Profissionais de saúde deveriam acolher e cuidar das pessoas, principalmente as mais vulneráveis, mas parecem escolhe-las como os principais alvos do descaso e dos maus tratos. Por conta das minhas condições de saúde preciso ir regularmente ao psiquiatra e ao psicólogo. O psiquiatra é jovem, mas é um bom médico e parece ser uma boa pessoa, pelo menos na maior parte do tempo, mas há vezes em que é fácil perceber a falta de atenção às minhas queixas e relatos com que ele leva a consulta. Porém esse psiquiatra é o único na sua especialidade nesta unidade de saúde e, por isso, ele tem uma agenda muito concorrida e é difícil agendar as consultas no prazo que ele pede e em consequência é comum os pacientes ficarem sem medicação, uma vez que a maior parte dos remédios utilizados nesses tratamentos são controlados e exigem receitas especiais.
Outro dia fui eu quem fiquei sem medicação e precisei falar com uma das técnicas de enfermagem do setor de acolhimento da UBS (Unidade Básica de Saúde) e a má vontade e a cara de pouco caso da profissional ao lidar comigo, foram de matar.
Espero nunca mais passar por disso, mas vai acontecer, eu sei.
Ao iniciar a pesquisa para esse artigo, me deparei com alguns problemas e o principal deles foi a falta de dados, principalmente do governo, sobre as interseccionalidades entre raça, gênero, orientação sexual, identidade de gênero, classe social e também deficiência.
A falta de informações sobre a vida das pessoas negras com deficiência no Brasil é resultado da discriminação interseccional ao mesmo tempo em que é uma das causas dessa mesma discriminação.

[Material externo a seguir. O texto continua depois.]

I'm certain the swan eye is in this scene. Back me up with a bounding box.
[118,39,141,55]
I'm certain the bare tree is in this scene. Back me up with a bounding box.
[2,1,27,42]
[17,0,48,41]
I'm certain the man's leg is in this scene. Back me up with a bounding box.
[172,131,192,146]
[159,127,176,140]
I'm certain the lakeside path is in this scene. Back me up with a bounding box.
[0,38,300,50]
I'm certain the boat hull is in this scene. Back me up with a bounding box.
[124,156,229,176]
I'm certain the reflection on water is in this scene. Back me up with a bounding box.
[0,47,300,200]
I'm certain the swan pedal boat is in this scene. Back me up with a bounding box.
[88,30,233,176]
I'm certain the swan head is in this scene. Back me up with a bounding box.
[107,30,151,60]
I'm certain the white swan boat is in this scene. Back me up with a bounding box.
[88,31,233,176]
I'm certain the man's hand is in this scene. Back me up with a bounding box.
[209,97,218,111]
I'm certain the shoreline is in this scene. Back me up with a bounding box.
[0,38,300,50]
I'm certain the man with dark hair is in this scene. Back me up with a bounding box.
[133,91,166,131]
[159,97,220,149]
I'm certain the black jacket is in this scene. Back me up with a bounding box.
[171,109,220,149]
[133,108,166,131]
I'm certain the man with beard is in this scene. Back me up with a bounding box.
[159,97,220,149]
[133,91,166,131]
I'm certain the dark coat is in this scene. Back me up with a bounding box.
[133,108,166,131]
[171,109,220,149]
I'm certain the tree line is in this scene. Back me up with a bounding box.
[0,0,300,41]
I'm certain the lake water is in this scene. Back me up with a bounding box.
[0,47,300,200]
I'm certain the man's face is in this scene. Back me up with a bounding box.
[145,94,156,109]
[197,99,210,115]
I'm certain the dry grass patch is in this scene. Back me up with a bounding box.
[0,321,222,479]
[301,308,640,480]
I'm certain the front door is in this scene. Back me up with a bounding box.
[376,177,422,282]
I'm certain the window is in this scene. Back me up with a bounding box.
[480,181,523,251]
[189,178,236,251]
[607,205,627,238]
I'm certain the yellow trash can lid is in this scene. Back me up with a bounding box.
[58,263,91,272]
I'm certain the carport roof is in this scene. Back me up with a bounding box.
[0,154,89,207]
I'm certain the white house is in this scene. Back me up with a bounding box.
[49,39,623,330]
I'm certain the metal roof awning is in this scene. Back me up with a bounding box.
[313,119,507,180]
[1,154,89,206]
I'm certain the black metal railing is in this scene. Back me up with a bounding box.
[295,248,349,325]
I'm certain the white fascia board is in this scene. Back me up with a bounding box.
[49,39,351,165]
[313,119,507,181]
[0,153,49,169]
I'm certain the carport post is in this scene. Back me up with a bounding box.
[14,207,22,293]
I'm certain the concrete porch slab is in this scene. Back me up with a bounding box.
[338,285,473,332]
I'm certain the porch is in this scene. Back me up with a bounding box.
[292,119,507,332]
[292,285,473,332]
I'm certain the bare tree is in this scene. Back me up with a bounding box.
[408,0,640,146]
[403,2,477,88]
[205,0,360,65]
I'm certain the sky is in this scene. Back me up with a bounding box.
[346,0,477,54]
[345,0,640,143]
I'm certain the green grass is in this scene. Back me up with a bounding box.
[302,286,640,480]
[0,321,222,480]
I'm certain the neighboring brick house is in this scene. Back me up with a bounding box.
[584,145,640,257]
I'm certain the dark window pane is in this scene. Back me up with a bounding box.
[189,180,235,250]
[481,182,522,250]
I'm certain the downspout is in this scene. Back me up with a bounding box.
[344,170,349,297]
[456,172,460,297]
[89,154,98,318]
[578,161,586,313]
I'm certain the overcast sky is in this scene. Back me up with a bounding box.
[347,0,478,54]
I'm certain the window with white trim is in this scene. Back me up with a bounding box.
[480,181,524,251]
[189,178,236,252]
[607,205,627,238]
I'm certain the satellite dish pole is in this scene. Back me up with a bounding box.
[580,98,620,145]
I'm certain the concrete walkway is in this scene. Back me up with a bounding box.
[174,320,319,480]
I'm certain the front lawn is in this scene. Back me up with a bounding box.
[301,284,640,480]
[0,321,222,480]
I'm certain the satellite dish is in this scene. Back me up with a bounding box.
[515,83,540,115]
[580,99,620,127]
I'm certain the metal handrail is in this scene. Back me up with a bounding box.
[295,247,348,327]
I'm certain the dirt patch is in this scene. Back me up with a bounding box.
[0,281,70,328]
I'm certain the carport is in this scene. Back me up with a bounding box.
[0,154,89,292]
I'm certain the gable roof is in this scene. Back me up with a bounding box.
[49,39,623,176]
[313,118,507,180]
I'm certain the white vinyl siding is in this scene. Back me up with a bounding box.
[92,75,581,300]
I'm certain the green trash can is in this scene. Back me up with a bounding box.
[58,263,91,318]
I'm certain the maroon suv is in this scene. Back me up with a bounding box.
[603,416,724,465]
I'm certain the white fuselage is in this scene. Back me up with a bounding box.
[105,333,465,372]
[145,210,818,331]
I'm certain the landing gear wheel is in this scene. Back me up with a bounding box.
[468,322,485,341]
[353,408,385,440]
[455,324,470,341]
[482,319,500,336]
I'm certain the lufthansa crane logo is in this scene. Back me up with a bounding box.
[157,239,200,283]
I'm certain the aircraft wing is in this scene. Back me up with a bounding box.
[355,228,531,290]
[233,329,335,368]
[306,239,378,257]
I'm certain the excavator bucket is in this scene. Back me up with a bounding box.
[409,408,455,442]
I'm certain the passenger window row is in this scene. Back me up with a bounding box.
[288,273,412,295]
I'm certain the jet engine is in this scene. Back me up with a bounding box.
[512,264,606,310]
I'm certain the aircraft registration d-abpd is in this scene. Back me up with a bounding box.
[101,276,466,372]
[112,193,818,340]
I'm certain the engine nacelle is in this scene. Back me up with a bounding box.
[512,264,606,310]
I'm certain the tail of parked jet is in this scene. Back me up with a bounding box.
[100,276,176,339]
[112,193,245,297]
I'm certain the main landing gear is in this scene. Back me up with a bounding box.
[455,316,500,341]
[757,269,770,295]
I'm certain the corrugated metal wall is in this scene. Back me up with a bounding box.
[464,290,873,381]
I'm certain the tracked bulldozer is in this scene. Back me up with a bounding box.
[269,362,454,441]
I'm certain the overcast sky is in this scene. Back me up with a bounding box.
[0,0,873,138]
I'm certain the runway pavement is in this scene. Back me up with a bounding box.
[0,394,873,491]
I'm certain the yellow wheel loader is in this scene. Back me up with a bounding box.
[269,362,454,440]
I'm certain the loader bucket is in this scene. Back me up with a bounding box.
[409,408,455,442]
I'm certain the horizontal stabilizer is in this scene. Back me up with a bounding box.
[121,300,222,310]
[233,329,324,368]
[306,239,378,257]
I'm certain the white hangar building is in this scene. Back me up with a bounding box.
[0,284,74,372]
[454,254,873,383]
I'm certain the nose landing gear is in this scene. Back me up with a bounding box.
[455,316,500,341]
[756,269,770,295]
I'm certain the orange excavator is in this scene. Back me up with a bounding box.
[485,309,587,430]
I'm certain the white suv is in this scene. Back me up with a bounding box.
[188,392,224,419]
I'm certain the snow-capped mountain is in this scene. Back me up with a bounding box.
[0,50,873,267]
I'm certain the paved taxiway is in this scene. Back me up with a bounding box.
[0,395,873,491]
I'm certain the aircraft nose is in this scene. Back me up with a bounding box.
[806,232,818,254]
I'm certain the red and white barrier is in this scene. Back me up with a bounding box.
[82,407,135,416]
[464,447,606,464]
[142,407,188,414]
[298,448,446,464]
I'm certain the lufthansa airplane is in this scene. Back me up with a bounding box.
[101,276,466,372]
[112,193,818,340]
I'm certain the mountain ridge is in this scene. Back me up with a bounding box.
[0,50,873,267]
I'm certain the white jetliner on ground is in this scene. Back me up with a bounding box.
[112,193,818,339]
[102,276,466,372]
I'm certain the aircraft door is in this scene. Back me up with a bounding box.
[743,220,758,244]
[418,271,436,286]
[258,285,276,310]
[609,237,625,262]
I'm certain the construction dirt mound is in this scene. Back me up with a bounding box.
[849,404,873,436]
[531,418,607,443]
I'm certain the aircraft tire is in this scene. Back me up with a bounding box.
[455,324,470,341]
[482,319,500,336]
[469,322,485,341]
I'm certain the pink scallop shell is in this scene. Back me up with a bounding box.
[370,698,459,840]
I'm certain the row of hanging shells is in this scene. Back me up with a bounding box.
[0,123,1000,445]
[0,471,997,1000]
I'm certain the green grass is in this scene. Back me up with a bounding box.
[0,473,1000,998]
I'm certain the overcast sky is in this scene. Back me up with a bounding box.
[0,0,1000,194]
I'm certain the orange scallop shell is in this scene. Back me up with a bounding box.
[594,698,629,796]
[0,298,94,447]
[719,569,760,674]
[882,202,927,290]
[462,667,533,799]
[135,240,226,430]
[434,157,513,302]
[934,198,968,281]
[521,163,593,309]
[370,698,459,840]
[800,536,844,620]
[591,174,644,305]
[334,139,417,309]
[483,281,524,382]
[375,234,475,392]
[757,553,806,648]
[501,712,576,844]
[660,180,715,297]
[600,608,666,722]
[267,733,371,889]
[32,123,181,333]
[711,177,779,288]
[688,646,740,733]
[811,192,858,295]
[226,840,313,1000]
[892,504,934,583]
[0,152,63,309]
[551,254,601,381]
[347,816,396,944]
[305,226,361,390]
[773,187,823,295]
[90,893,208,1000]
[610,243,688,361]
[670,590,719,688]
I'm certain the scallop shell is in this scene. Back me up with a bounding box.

O racismo do dia a dia e as agressões e microagressões que vêm dele, o medo da violência policial, que não é uma paranoia ou um delírio, são fatos amplamente documentados não só em dados de entidades que lidam com o racismo e também com a
violência, há também os inúmeros casos documentados em vídeos pelas populações periféricas e que na maioria das vezes não resultam em qualquer punição aos responsáveis ou resultam em punições extremamente brandas. Tudo isso gera nas pessoas
com deficiência e também nas populações negras, ainda mais LGBTQIAPN+, um estado de hipervigilância que ajuda a
prejudicar bastante a saúde mental desses grupos agredidos e quando já existe uma predisposição a problemas de saúde mental as coisas ficam ainda mais complicadas.
Segundo dados do SINAN (Sistema de Informações de Agravos de Notificação) um sistema do Ministério da Saúde, as pessoas negras (pretas e pardas) representam 57% dos casos de violência autoprovocada dentro do grupo de pessoas LGBTQIAPN+. Ainda de acordo com o SINAN, a depressão é mais comum entre pessoas pobres e a falta de tratamento da depressão atinge mais as pessoas negras. Ainda de acordo com o SINAN a deficiência cognitiva que é a dificuldade para aprender, lembrar-se das coisas ou se concentrar afeta 2,6% da população, sendo um tipo de dificuldade funcional. É uma deficiência que também afeta mais as pessoas negras.
A discriminação constante e a percepção de que pertencemos a grupos sociais marginalizados aumenta o sofrimento mental e afeta a autoestima, além de levar a um sentimento de inferioridade.
Acredito que minha experiência de vida, atravessada por todas essas identidades sociais, como deficiência, negritude, ser uma pessoa LGBTQIAPN+, quando somadas à falta de acolhimento por parte do poder público levam a uma sensação de invisibilidade e abandono que prejudicam não só a saúde mental, mas também a convivência em sociedade e o senso de pertencimento a algum grupo com o qual me identifique.

Sergio Gomes é jornalista e escreve para o site da Câmara Paulista de inclusão da Pessoa com Deficiência desde 2022. É pessoa com deficiência, tem esquizofrenia desde os 23 anos. Tem 48 anos de idade.